Nissenbaum: Yeah. In a phrase, Santa Clause, from the very beginning that part of it got disguised to use the bluntest word by saying that Santa Claus brought these gifts. Also the fact that they’re wrapped. They’re gift wrapped so they’re somehow special. So it’s a combination of gift wrapping and Santa Clause, essentially takes them out of the marketplace. They magically appear. In fact, by 1840, you’re, in a very common way, beginning to get Santa Clause used by merchants to advertise his wares. You get adds in the newspapers saying this is Santa Clauses’ favorite haunt and buy these goods and that’s, of course, defeating the whole purpose. And one of the most fascinating things that I’ve found is that beginning in the 1830’s, a group of wealthy Bostonians for the most part decided that they needed a new ritual that would de-commercialized Christmas in a way that Santa had failed to do and that new ritual was the Christmas tree. They thought, mistakenly, that the Christmas tree was an old German ritual in which children actually gave gifts to their parents.
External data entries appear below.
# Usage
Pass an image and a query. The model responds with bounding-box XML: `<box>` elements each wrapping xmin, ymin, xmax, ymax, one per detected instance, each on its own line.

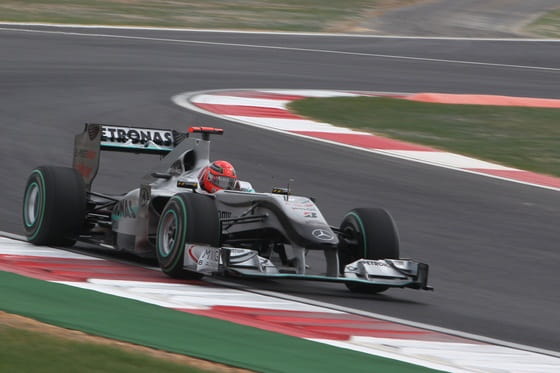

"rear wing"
<box><xmin>73</xmin><ymin>123</ymin><xmax>224</xmax><ymax>190</ymax></box>
<box><xmin>73</xmin><ymin>123</ymin><xmax>187</xmax><ymax>190</ymax></box>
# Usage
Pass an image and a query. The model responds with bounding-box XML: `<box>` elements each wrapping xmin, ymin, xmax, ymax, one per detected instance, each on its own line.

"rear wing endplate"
<box><xmin>73</xmin><ymin>123</ymin><xmax>187</xmax><ymax>190</ymax></box>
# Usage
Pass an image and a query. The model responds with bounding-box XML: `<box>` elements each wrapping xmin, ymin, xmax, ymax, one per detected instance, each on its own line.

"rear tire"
<box><xmin>22</xmin><ymin>166</ymin><xmax>87</xmax><ymax>246</ymax></box>
<box><xmin>338</xmin><ymin>208</ymin><xmax>399</xmax><ymax>294</ymax></box>
<box><xmin>156</xmin><ymin>193</ymin><xmax>221</xmax><ymax>279</ymax></box>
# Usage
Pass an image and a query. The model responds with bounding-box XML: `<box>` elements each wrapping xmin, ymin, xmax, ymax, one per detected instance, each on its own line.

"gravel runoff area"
<box><xmin>0</xmin><ymin>0</ymin><xmax>560</xmax><ymax>38</ymax></box>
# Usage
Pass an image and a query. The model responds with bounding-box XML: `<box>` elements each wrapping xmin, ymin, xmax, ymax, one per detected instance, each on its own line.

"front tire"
<box><xmin>156</xmin><ymin>193</ymin><xmax>221</xmax><ymax>279</ymax></box>
<box><xmin>22</xmin><ymin>166</ymin><xmax>87</xmax><ymax>246</ymax></box>
<box><xmin>338</xmin><ymin>208</ymin><xmax>399</xmax><ymax>294</ymax></box>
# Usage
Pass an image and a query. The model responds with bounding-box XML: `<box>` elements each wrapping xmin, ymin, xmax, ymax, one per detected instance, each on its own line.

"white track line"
<box><xmin>0</xmin><ymin>27</ymin><xmax>560</xmax><ymax>72</ymax></box>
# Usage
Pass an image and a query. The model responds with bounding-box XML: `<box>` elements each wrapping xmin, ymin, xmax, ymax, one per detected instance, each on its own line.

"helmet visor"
<box><xmin>208</xmin><ymin>174</ymin><xmax>237</xmax><ymax>189</ymax></box>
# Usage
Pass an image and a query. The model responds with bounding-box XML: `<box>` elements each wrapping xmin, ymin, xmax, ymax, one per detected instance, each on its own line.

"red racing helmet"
<box><xmin>198</xmin><ymin>161</ymin><xmax>237</xmax><ymax>193</ymax></box>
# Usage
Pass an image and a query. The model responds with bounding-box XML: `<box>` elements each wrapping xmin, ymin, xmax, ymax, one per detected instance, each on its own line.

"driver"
<box><xmin>198</xmin><ymin>161</ymin><xmax>237</xmax><ymax>193</ymax></box>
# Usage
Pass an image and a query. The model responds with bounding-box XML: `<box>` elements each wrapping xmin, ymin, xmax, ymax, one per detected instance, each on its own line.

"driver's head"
<box><xmin>198</xmin><ymin>161</ymin><xmax>237</xmax><ymax>193</ymax></box>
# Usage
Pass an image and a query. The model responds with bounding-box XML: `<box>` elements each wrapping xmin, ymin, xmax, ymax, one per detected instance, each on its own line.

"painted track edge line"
<box><xmin>4</xmin><ymin>231</ymin><xmax>560</xmax><ymax>357</ymax></box>
<box><xmin>171</xmin><ymin>88</ymin><xmax>560</xmax><ymax>192</ymax></box>
<box><xmin>0</xmin><ymin>22</ymin><xmax>560</xmax><ymax>43</ymax></box>
<box><xmin>207</xmin><ymin>279</ymin><xmax>560</xmax><ymax>357</ymax></box>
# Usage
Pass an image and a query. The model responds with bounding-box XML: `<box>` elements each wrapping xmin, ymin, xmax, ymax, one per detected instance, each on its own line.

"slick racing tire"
<box><xmin>156</xmin><ymin>193</ymin><xmax>221</xmax><ymax>279</ymax></box>
<box><xmin>22</xmin><ymin>166</ymin><xmax>87</xmax><ymax>246</ymax></box>
<box><xmin>338</xmin><ymin>208</ymin><xmax>399</xmax><ymax>293</ymax></box>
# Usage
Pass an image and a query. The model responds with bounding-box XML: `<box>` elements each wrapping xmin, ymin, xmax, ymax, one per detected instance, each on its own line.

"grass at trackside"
<box><xmin>525</xmin><ymin>9</ymin><xmax>560</xmax><ymax>38</ymax></box>
<box><xmin>0</xmin><ymin>0</ymin><xmax>380</xmax><ymax>31</ymax></box>
<box><xmin>0</xmin><ymin>325</ymin><xmax>207</xmax><ymax>373</ymax></box>
<box><xmin>290</xmin><ymin>97</ymin><xmax>560</xmax><ymax>176</ymax></box>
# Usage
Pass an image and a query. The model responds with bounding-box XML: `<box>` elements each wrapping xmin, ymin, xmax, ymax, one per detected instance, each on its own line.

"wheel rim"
<box><xmin>23</xmin><ymin>182</ymin><xmax>42</xmax><ymax>227</ymax></box>
<box><xmin>159</xmin><ymin>210</ymin><xmax>178</xmax><ymax>258</ymax></box>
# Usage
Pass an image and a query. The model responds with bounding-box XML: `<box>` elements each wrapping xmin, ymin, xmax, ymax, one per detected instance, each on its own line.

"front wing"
<box><xmin>183</xmin><ymin>245</ymin><xmax>433</xmax><ymax>290</ymax></box>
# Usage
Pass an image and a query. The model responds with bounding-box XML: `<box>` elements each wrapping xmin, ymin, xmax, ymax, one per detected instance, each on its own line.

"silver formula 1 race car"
<box><xmin>23</xmin><ymin>124</ymin><xmax>431</xmax><ymax>293</ymax></box>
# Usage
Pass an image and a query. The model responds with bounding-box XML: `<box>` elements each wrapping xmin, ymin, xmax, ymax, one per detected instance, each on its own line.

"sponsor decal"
<box><xmin>311</xmin><ymin>229</ymin><xmax>334</xmax><ymax>241</ymax></box>
<box><xmin>360</xmin><ymin>259</ymin><xmax>390</xmax><ymax>267</ymax></box>
<box><xmin>140</xmin><ymin>184</ymin><xmax>152</xmax><ymax>207</ymax></box>
<box><xmin>185</xmin><ymin>245</ymin><xmax>220</xmax><ymax>273</ymax></box>
<box><xmin>101</xmin><ymin>125</ymin><xmax>173</xmax><ymax>147</ymax></box>
<box><xmin>218</xmin><ymin>210</ymin><xmax>232</xmax><ymax>219</ymax></box>
<box><xmin>177</xmin><ymin>180</ymin><xmax>198</xmax><ymax>189</ymax></box>
<box><xmin>87</xmin><ymin>124</ymin><xmax>101</xmax><ymax>141</ymax></box>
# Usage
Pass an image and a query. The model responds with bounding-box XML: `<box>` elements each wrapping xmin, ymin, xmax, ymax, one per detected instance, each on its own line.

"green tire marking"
<box><xmin>158</xmin><ymin>210</ymin><xmax>177</xmax><ymax>258</ymax></box>
<box><xmin>168</xmin><ymin>197</ymin><xmax>187</xmax><ymax>268</ymax></box>
<box><xmin>24</xmin><ymin>170</ymin><xmax>47</xmax><ymax>241</ymax></box>
<box><xmin>344</xmin><ymin>212</ymin><xmax>369</xmax><ymax>259</ymax></box>
<box><xmin>23</xmin><ymin>182</ymin><xmax>42</xmax><ymax>228</ymax></box>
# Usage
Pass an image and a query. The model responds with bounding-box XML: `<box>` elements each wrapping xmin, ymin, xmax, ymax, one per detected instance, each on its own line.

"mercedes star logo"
<box><xmin>311</xmin><ymin>229</ymin><xmax>334</xmax><ymax>241</ymax></box>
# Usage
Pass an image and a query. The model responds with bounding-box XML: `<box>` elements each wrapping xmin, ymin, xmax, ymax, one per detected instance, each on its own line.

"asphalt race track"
<box><xmin>0</xmin><ymin>25</ymin><xmax>560</xmax><ymax>351</ymax></box>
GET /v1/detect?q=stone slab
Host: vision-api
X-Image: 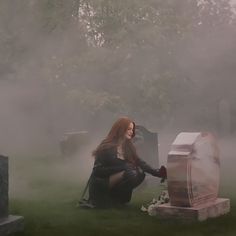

[156,198,230,221]
[0,215,24,236]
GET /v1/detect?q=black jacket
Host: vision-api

[93,148,158,178]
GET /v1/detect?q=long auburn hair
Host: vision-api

[92,117,138,165]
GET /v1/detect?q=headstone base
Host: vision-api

[156,198,230,221]
[0,215,24,236]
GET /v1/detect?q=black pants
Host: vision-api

[89,168,145,208]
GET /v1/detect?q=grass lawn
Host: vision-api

[9,155,236,236]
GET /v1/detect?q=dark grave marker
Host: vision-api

[134,125,159,168]
[0,155,24,236]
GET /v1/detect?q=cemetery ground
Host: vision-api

[9,156,236,236]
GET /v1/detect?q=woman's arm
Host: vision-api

[138,158,167,179]
[93,150,125,178]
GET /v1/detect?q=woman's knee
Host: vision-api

[123,169,145,187]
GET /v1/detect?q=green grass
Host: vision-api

[10,158,236,236]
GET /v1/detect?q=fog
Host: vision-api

[0,0,236,199]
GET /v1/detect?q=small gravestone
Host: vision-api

[0,155,24,236]
[134,125,159,168]
[156,133,230,221]
[60,131,89,157]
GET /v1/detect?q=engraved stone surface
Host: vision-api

[167,133,220,207]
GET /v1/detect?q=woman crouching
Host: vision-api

[89,117,166,208]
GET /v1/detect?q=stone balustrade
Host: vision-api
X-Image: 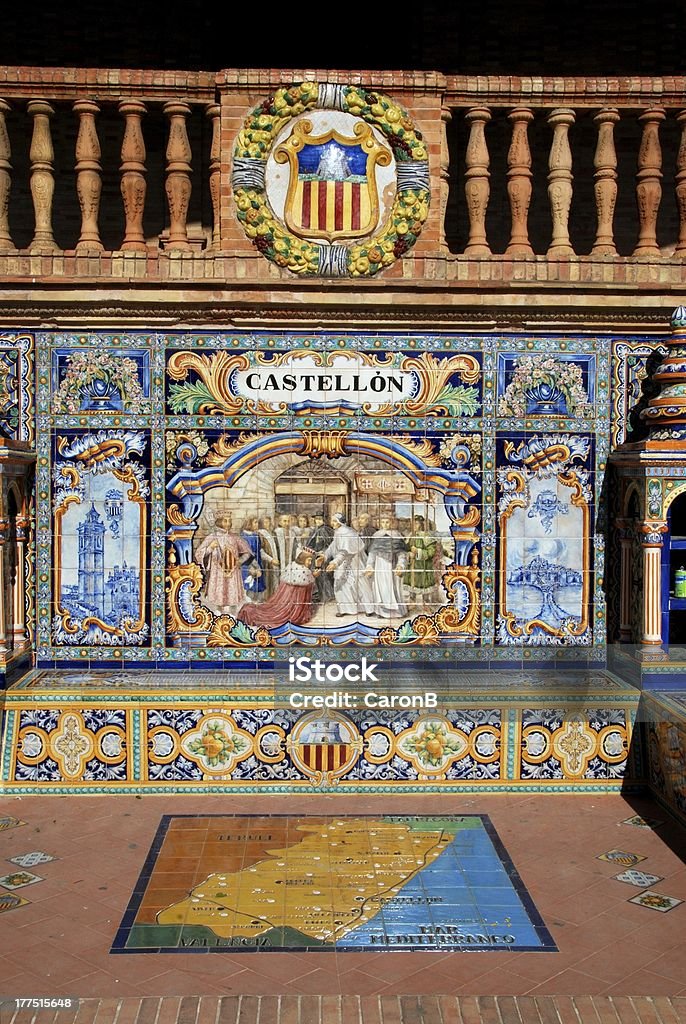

Onuf: Does that ever actually happen Steve?

Nissenbaum: It apparently happened in one family in one town in Northern Germany called Ratzeburg and it so happened that that family was being visited in the 1790’s by the future poet Samuel Taylor Coleridge essay that he published around 1810 and what happened is that the press started picking this up in the 1830’s after the Coleridge essay got reprinted. The fact that it was limited to his observation of a single household got lost.

Onuf: And who said individuals don’t matter in history?

[laughs]

Nissenbaum: Individuals matter in history. Well of course Coleridge wanted to see something like that and Americans were ready for something like that so they decided that the Christmas tree was this pure completely uncommercial ritual that was common place in Germany which is was not.

Onuf: So in a way, folk rituals were juxtaposed to commercial practices when in fact they were part and parcel of the same thing.

Nissenbaum: They were. I mean I think that you can almost see the history of Christmas as an ongoing series of efforts to de-commercialize it and every effort to de-commercialize it and purify it then becomes appropriated or co-opted. It’s really almost inevitable.

Onuf: Well Steve, thanks so much. It’s been great talking to you.

Nissenbaum: You’re very welcome and thank you Peter so much for having me on the show.

PETER: Steve Nissenbaum is professor of history emeritus at the University of Massachusetts. He’s the author of The Battle for Christmas.